Alizarin red staining and quantification

After 21 days of culture in the different sera, osteogenic differentiation was evaluated by Alizarin Red staining to visualize calcium-rich deposits produced by the cells. The samples were washed twice in PBS, fixed with 4% paraformaldehyde (PFA) in PBS for 30 min at 4°C, and stained with Alizarin Red solution (2%, pH 4.2; Sigma Aldrich, Milan, Italy) for 20 min at room temperature. Stained cells were extensively washed with deionized water to remove any nonspecific precipitation. Micrographs were taken with a microscope Eclipse TE2000-S (Nikon, Firenze, Italy) and a Nikon camera (Nikon, Firenze, Italy).

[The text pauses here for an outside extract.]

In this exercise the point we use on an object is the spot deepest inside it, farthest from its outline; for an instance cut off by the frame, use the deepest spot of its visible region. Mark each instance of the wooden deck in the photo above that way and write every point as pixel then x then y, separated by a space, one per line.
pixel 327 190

For the quantification of Alizarin Red S staining, 4 ml 10% (vol/vol) acetic acid was added to each well and the plate was incubated at room temperature for 30 min under gentle agitation. The monolayer was scraped off the plate and transferred to a 1.5 ml microcentrifuge tube after adding 1 ml of 10% (vol/vol) acetic acid. After vortexing for 30 s, the slurry was overlaid with 1.25 ml mineral oil (Sigma-Aldrich, St. Louis, MO), heated to 85°C for 10 min, and transferred to ice for 5 min. The slurry was then centrifuged at 20,000 g for 15 min, and 500 μl of the supernatant then removed to a new 1.5 ml microcentrifuge tube. 200 μl of 10% (vol/vol) ammonium hydroxide was added to neutralize the acid. Absorbance of aliquots (150 μl) of the supernatant was measured in triplicate at 405 nm in a 96-well format.